RON TAPPY first emphasized that everything he was presenting was still undergoing analysis and was preliminary. Then he gave a detailed account (which I won't try to reproduce) of the stratigraphy of the relevant square and the area around it. The inscription layer was sealed under ninth-century BCE layers and was over a Late Bronze Age stratum. The inscription layer is dated on ceramic grounds to the mid- to late tenth century BCE, so the area seems to have been unoccupied during the Iron Age I period. The inscription layer consisted of two rooms with a door between them, with flagstones on the floor of the room of interest. Much more excavation needs to be done to put it in context, but at present it corresponds to the features of "pillared houses" at other sites.

Tappy's original assumption was that he was excavating a small village, but he is reassessing that idea and now thinks the site may have been much larger, with much of it having been removed a couple of centuries ago through agricultural activitiy. There is a stone sticking up from the wall of the room, which Ron called a "monolith." This room is part of a curved line of as yet unexcavated monoliths. Evidently it was part of a much larger complex of rooms which may have ringed the shoulder of the site, perhaps forr defensive purposes.

The inscription room was destroyed in a conflagration of uncertain origin, but since sling stones were found in the burnt layer, it may have involved an attack on the city.

The inscription is built into a stone wall. It was spotted by a volunteer, who showed it to biblioblogger Michael Homan. Michael called Ron over to see "something important." Indeed.

The stone weighs about 40 pounds and has a sort of bowl carved on the other side; the bowl was facing down in the wall. The stone above it was, unusually, made of (imported) onyx. The inscription would be visible on the wall. The letters are very thinly incised, perhaps by a metal tool. Such tools have been excavated elsewhere on the site.

That's the Tappy presentation. I'm out of time and don't have time to proofread. Apologies for typos. To be continued ...

LATER: Links added and (I hope) typos now corrected.

UPDATE (22 November): Michael Homan posts his own account of the discovery here.
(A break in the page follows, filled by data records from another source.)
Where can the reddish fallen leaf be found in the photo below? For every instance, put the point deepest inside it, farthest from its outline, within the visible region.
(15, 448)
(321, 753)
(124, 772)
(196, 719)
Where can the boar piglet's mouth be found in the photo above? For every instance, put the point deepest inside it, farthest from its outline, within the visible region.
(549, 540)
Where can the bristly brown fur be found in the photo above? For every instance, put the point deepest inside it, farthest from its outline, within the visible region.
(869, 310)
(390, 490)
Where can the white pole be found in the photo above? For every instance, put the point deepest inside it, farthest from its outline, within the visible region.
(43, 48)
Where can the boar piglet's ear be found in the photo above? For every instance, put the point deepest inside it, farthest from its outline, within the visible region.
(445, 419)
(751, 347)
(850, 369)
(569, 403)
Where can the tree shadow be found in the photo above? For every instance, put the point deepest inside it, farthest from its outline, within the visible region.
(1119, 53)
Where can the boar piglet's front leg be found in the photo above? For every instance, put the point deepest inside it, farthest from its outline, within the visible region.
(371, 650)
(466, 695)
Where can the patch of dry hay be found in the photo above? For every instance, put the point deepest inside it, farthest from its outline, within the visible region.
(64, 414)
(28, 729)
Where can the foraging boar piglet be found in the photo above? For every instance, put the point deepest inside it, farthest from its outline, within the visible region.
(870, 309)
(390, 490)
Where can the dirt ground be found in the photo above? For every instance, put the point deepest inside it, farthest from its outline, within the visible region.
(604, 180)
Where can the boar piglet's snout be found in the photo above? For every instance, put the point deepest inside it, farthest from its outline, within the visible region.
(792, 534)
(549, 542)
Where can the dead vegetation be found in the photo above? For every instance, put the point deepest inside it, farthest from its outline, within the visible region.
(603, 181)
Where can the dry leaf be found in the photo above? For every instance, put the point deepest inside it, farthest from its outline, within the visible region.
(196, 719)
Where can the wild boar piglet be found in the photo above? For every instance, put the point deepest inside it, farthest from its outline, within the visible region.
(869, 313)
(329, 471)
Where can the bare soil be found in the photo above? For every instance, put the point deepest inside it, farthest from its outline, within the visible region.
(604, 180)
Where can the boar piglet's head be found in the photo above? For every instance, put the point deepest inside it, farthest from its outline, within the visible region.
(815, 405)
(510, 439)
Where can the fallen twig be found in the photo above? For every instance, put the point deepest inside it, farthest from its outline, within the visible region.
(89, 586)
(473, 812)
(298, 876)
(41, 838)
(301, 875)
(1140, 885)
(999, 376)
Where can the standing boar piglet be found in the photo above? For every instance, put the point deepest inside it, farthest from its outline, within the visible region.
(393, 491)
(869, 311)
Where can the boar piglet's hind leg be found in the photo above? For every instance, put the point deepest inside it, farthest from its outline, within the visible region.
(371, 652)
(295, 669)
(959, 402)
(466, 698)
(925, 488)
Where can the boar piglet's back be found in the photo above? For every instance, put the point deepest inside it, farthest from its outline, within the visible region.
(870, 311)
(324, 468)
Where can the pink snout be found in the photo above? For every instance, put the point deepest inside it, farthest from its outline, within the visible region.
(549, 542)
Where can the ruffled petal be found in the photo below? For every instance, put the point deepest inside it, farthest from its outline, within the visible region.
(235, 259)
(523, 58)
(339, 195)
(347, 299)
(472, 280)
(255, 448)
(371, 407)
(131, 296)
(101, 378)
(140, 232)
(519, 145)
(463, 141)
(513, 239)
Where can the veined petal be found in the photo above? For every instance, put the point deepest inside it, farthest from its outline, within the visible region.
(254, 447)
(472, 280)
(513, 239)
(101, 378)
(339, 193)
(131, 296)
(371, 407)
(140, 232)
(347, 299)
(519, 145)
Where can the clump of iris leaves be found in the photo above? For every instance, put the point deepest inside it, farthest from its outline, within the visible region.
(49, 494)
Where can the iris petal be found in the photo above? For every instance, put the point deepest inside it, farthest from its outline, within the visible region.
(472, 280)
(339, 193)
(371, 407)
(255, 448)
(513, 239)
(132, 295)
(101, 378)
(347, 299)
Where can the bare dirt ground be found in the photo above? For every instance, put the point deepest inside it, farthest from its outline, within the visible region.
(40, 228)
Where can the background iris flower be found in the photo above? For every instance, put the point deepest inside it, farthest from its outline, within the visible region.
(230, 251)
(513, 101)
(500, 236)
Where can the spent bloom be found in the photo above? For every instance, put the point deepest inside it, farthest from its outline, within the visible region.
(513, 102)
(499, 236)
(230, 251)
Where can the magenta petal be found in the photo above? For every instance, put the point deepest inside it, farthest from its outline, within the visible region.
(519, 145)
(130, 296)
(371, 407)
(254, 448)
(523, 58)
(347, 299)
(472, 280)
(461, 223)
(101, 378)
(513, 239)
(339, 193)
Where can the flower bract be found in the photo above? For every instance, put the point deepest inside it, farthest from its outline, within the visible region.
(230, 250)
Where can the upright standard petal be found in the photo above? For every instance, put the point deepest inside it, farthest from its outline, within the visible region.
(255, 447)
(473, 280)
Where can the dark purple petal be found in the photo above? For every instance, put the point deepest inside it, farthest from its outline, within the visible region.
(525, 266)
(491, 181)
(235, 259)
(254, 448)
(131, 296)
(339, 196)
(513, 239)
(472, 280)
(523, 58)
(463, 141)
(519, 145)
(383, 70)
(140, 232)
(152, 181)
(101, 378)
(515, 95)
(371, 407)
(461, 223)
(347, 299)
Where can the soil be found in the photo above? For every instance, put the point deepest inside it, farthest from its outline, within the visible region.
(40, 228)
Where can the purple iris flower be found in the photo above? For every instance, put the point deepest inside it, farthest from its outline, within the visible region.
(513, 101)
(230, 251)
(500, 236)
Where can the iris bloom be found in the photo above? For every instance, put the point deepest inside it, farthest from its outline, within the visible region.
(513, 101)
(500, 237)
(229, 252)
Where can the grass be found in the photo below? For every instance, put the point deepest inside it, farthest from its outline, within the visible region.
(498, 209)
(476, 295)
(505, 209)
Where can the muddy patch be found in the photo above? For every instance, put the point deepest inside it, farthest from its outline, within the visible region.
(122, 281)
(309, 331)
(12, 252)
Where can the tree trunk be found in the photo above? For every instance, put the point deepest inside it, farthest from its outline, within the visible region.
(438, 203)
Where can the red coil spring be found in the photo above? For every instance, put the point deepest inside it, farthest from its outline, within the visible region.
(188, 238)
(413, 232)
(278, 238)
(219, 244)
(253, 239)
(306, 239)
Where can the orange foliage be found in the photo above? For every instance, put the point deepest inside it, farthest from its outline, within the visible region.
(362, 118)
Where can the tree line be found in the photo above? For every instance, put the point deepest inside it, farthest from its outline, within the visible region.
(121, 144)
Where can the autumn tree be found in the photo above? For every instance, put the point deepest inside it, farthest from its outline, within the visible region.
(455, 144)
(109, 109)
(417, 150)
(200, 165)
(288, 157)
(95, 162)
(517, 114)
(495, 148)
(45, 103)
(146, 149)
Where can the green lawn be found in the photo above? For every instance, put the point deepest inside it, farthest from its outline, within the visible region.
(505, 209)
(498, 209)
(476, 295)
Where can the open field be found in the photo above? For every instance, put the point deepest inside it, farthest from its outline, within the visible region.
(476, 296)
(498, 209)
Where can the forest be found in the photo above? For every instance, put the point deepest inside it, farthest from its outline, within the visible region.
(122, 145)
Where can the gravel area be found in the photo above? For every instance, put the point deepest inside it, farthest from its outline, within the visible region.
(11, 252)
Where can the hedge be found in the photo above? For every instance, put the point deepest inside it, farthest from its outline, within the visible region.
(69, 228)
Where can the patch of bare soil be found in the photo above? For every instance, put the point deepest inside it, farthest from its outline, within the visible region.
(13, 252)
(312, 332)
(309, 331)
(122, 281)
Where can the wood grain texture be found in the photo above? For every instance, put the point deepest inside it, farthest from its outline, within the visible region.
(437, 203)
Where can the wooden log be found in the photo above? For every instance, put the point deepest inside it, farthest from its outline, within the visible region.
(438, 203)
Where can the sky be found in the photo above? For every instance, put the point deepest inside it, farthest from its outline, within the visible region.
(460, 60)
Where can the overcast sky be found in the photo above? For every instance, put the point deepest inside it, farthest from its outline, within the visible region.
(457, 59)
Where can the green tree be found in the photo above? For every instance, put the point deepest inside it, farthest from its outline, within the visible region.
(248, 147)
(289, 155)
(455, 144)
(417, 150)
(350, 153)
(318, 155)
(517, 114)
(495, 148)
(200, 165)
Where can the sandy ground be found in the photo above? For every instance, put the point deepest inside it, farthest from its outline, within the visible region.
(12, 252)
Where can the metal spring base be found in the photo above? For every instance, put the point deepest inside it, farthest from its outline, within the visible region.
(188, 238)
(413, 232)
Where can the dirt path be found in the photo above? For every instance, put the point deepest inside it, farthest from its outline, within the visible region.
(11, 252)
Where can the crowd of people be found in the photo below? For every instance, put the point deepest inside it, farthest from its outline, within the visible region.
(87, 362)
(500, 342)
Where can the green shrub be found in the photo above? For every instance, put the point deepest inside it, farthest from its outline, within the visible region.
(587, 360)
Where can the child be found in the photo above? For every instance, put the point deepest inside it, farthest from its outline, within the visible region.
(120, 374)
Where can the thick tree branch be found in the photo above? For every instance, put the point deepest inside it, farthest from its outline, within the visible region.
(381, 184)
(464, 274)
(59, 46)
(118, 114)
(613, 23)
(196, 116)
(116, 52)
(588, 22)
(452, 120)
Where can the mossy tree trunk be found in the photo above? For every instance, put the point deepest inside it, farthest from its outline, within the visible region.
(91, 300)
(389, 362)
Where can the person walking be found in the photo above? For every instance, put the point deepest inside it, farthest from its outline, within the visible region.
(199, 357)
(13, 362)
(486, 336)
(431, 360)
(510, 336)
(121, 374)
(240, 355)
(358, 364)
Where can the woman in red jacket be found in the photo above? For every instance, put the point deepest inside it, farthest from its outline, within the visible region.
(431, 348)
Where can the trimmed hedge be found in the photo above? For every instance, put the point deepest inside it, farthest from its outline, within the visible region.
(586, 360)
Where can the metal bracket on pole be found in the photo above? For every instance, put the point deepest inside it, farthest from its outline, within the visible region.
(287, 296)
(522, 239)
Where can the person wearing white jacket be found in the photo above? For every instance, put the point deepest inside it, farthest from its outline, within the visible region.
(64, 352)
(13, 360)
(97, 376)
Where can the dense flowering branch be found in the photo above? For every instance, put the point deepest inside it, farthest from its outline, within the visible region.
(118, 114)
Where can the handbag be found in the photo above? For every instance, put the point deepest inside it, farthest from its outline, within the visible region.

UPDATE (24 November): The room was too dark for good photography during the session, and I don't want to post any unpublished images of the inscription, but here's a photo I took just before the session started. Michael Homan is in the center facing forward. To his left you can see Ron Tappy in profile, facing toward Michael. In the background to the right is a screen with the opening slide of the presentation.